Blood crusted the child's face. Blancanales saw no breathing. Crossing the last few feet quickly, he reached out to touch the child.

He stopped his hand. A fast wave of the dry grass stem found no wires or monofilament. Blancanales did not move the body as he felt for a pulse. Nothing moved under his fingertips. He raised himself up slowly and looked at the child. The opened lung and guts of the boy indicated a point-blank burst to the back.

As he crabbed backward over the path, a hand caught his boot top. Blancanales whipped the Beretta around.

"Pol! Be cool!" Gadgets spat. "What's up there?"

"A dead kid." Blancanales controlled his emotions. He started past Gadgets.

Gadgets grabbed him. "Why you going back?"

"Command-detonated claymore," he whispered.

"Forget it. I pulled the fuse."

Blancanales advanced again, skirting past the dead boy. Only ten feet separated them from the bound-back hands of the prisoners. Past the Brazilian army officer and the line of Indians, two green-fatigued slavers shouted Spanish obscenities at each other. A third gnawed on a roasted hot dog, watched the other men, grinning when the men shoved and grappled.

One man threw a punch. Blancanales slipped out his Beretta, waited an instant until the other man countered. A 9mm subsonic steel-cored slug punched into the first man's temple as a fist hit his jaw. The gunman eating the hot dog went over to the fallen man, stood looking down at him. The other gunman rubbed his knuckles, laughed. Then both men stooped down to help the fallen man.

Rising to one knee, Blancanales shot them in the tops of their skulls. They fell on their faces, thrashed. Blancanales rushed to the captured Brazilian officer.

"Habla usted espanol? No hablo portugues. "

"No hablo espanol bien. Can we speak English?"

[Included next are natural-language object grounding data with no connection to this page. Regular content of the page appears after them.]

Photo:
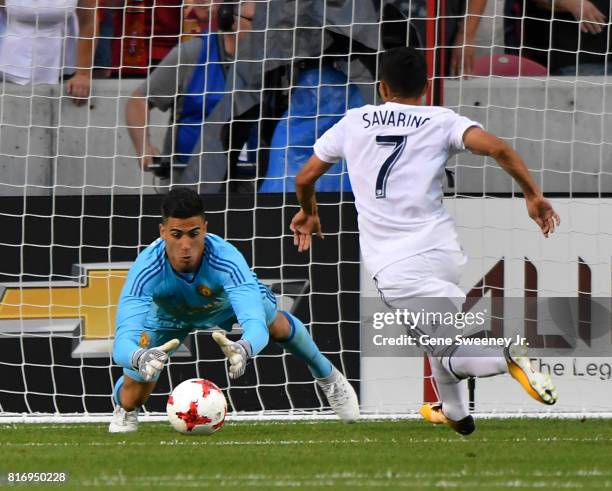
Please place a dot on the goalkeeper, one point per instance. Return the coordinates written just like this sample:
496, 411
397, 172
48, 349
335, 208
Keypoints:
188, 279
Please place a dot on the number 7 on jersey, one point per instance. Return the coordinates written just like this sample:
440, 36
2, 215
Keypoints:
399, 142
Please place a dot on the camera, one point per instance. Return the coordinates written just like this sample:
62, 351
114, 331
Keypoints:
162, 165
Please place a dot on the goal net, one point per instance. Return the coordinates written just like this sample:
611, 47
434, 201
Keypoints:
249, 99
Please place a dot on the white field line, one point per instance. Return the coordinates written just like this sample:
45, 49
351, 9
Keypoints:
202, 441
271, 417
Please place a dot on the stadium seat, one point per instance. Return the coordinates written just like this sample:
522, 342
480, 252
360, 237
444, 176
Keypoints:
507, 66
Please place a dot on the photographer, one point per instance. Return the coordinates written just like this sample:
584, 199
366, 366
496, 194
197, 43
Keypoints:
191, 81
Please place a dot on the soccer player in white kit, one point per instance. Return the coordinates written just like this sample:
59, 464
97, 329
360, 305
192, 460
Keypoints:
396, 153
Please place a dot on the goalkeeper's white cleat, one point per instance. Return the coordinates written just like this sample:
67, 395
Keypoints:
123, 421
340, 395
537, 384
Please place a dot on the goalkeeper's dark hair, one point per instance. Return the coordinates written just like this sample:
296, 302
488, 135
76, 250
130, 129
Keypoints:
404, 70
182, 202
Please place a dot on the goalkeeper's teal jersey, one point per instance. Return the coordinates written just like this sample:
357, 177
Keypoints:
155, 296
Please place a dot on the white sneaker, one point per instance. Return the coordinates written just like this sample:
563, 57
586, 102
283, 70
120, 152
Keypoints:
537, 384
340, 395
123, 421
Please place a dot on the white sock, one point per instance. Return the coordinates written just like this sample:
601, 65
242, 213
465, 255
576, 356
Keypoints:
476, 361
452, 392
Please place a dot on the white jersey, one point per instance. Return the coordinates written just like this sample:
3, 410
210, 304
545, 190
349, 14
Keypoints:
395, 156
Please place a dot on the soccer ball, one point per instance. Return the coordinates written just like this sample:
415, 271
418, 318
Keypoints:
196, 406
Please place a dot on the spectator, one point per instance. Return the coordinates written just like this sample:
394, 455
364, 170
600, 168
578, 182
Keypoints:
191, 80
145, 32
461, 20
571, 39
39, 43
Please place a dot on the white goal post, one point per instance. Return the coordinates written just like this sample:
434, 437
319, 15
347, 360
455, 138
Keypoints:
76, 208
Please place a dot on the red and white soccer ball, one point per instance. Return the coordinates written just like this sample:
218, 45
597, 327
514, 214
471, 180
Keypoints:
196, 407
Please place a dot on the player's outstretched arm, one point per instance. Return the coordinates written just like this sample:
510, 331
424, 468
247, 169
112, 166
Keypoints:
306, 221
539, 208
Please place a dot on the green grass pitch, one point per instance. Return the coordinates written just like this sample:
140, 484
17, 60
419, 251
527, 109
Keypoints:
501, 454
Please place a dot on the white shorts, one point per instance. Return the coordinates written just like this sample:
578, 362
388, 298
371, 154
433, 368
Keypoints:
431, 274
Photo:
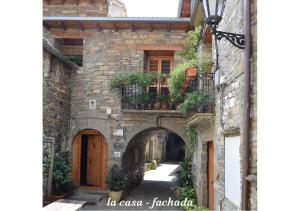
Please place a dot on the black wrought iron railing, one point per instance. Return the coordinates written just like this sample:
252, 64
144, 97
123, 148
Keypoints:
138, 98
205, 84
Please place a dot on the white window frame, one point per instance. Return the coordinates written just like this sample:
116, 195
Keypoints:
233, 169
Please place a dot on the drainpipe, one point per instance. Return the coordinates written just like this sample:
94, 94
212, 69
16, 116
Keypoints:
247, 82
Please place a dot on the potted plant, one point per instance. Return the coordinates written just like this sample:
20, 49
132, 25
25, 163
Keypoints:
164, 102
116, 182
126, 100
62, 183
118, 81
149, 100
171, 104
192, 101
190, 73
157, 104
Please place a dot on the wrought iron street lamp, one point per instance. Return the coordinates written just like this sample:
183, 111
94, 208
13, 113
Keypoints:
213, 12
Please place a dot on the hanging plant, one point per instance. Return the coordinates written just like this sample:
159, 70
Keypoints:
192, 135
118, 80
191, 102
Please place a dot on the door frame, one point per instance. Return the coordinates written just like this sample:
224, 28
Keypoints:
76, 157
210, 174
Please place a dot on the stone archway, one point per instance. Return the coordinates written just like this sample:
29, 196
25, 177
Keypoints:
90, 159
133, 159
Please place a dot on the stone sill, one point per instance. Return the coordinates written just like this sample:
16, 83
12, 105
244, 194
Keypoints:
134, 111
200, 118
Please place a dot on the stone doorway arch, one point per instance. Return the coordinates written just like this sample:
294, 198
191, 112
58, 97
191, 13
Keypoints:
133, 159
90, 159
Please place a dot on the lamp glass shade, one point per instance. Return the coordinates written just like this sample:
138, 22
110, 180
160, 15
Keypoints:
213, 10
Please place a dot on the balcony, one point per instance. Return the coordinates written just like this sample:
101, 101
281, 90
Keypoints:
135, 97
204, 83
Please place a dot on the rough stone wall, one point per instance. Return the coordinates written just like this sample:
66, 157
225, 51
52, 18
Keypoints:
57, 86
199, 161
70, 8
253, 101
106, 53
156, 147
229, 109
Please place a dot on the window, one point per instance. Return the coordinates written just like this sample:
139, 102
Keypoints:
70, 48
160, 62
233, 169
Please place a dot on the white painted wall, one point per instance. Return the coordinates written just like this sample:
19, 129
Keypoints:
233, 169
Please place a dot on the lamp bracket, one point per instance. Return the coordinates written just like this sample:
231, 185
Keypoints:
238, 40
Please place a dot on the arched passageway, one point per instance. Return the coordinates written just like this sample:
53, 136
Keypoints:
159, 144
89, 159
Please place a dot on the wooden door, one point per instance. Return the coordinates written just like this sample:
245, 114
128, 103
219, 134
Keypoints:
93, 160
210, 176
97, 159
76, 156
103, 160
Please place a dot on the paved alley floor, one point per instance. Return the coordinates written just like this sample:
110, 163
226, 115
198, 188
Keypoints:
155, 189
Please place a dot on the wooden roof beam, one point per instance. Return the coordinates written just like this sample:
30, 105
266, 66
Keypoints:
151, 27
47, 26
99, 27
81, 26
116, 27
187, 29
132, 27
169, 27
63, 25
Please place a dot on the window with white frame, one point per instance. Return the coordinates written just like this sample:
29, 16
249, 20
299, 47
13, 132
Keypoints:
233, 169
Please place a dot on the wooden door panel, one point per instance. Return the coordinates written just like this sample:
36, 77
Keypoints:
91, 161
104, 162
97, 160
76, 155
210, 176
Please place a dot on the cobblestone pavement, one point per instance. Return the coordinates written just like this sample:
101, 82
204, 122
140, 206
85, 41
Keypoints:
155, 188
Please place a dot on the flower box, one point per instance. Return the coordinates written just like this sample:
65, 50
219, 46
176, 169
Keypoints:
190, 73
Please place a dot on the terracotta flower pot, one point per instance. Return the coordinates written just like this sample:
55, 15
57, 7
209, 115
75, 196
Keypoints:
184, 87
157, 106
191, 72
164, 106
115, 195
53, 198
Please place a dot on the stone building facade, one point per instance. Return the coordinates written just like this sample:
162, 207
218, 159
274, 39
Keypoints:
58, 74
110, 46
83, 99
228, 119
95, 8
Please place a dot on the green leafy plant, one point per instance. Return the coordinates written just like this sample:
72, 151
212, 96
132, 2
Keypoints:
188, 192
61, 177
192, 135
141, 79
191, 102
118, 80
165, 99
184, 173
190, 53
116, 179
46, 161
153, 165
176, 81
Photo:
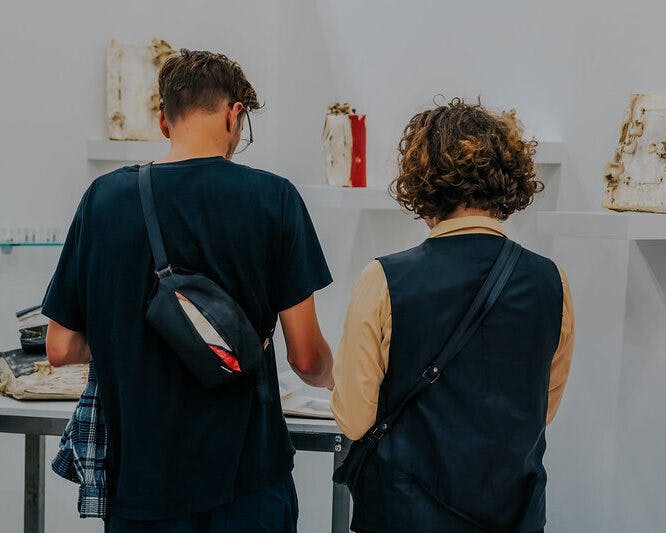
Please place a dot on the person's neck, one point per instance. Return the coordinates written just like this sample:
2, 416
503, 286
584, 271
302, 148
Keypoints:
460, 212
181, 151
197, 138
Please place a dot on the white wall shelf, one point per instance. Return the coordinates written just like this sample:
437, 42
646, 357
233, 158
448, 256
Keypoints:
548, 152
603, 225
106, 150
347, 197
321, 196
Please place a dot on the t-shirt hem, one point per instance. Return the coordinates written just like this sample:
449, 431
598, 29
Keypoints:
305, 294
131, 512
64, 321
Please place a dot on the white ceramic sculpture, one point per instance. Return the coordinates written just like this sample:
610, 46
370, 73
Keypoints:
344, 140
132, 98
635, 177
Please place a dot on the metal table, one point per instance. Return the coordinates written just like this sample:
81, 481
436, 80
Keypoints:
36, 419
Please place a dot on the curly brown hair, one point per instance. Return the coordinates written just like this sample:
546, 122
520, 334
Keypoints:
463, 155
192, 79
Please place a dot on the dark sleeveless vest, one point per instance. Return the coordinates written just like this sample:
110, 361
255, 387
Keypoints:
466, 455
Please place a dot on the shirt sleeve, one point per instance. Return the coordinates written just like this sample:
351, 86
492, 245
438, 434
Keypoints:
302, 268
362, 358
63, 302
559, 371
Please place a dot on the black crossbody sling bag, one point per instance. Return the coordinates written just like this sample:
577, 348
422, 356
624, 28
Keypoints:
348, 473
196, 317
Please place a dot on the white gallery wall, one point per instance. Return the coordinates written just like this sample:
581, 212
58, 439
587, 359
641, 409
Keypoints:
568, 67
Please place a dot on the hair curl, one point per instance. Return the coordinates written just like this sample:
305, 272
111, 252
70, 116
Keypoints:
463, 155
194, 79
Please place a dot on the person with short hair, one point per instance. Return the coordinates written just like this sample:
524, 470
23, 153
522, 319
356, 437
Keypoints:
182, 457
466, 454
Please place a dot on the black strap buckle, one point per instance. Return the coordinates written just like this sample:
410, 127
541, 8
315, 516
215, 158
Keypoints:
377, 433
165, 272
431, 374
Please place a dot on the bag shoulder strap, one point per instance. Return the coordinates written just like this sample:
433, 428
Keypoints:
162, 266
483, 301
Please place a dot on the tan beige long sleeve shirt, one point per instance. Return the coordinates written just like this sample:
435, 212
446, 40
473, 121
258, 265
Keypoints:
363, 355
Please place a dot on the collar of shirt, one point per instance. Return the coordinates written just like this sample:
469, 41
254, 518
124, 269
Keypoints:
470, 224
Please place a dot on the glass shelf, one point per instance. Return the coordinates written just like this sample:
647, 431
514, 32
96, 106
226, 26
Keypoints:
7, 247
33, 244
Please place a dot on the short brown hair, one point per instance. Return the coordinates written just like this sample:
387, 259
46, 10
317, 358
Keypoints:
464, 155
192, 79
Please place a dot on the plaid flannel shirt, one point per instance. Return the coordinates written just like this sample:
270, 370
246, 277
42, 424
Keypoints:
82, 454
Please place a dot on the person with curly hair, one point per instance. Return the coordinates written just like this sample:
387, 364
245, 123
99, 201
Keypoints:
466, 454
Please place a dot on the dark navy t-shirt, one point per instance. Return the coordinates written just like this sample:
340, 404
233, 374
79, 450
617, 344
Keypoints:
176, 447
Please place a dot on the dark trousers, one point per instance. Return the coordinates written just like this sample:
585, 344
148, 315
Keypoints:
273, 509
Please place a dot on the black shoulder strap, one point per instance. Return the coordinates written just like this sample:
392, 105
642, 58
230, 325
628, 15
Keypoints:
482, 303
162, 267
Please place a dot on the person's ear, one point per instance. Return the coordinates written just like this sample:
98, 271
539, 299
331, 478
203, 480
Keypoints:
234, 115
164, 125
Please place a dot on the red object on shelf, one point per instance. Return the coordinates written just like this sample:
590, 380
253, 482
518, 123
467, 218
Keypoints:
358, 167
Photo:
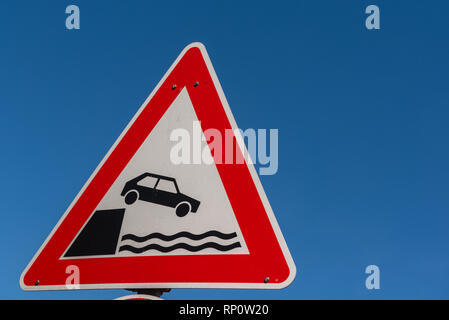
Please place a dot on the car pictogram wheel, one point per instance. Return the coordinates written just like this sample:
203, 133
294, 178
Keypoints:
182, 209
131, 197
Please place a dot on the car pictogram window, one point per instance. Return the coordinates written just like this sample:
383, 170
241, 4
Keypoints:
166, 185
148, 182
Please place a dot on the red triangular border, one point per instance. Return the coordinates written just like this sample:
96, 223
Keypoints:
268, 256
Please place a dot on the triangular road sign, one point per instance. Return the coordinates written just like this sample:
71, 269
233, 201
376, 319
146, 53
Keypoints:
144, 221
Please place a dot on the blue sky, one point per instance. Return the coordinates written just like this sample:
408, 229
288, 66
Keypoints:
362, 118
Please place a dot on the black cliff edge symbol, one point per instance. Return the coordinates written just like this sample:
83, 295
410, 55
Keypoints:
159, 194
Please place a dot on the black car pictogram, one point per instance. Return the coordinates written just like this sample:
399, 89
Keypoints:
160, 190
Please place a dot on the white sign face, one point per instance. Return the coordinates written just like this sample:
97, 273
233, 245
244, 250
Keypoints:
152, 227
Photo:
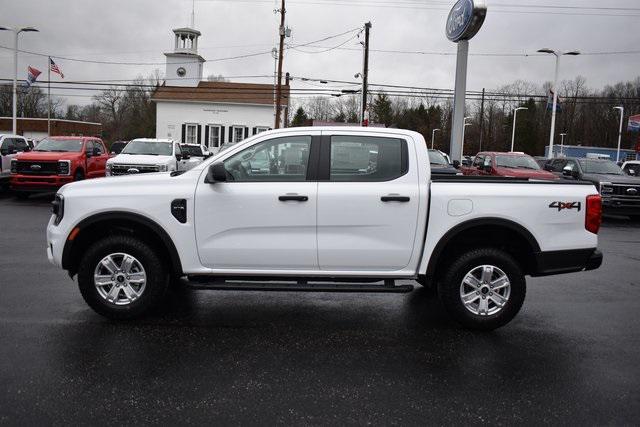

"Sure can. Keep these people quiet. Don't let them move. My partner and I have to get all of you out of here before we can take care of these slavers."

"You're a gringo!" the bloodied officer exclaimed. "What are you doing in Bolivia?"

"Long story. Be still, we'll try to get you out alive."

* * *

At the other side of the burned village, Lyons stripped off his Atchisson, the bandoliers, the shoulder-holstered Python. He took off his shirt and spread it out on the mud. An Indian an arm's distance away watched as Lyons laid out his equipment on the shirt. Then he took off his boots, smeared mud on the white tops of his feet.

Two layers of genipap black made Lyons's face and body invisible in the night. He slipped his hand radio into his pants' left thigh pocket. Taking only the silenced Beretta — no web belt, no extra magazines — Lyons started away.

The Indian hissed something in his own language. Lyons glanced back. The Indian held out his hand. Solemnly, they shook hands, then Lyons continued away.

Light from the pole-mounted lanterns shone on the river and the ripple-lapped sand. But the slight embankment above the beach cast a shadow that paralleled the water. Lyons eased over the lip of the muddy riverbank and down to the shadowed bench.

Rocks and weed stubble scraped at his skin as he snaked closer to the two soldiers lounging against the windshield of the air-cushion boat. They laughed, argued. One man drained a beer bottle, threw it far into the river. Lyons crawled until only twenty feet of sand separated him from his targets. He took the Beretta in a two-handed grip and raised its luminescent night-sight dots to the head of a soldier.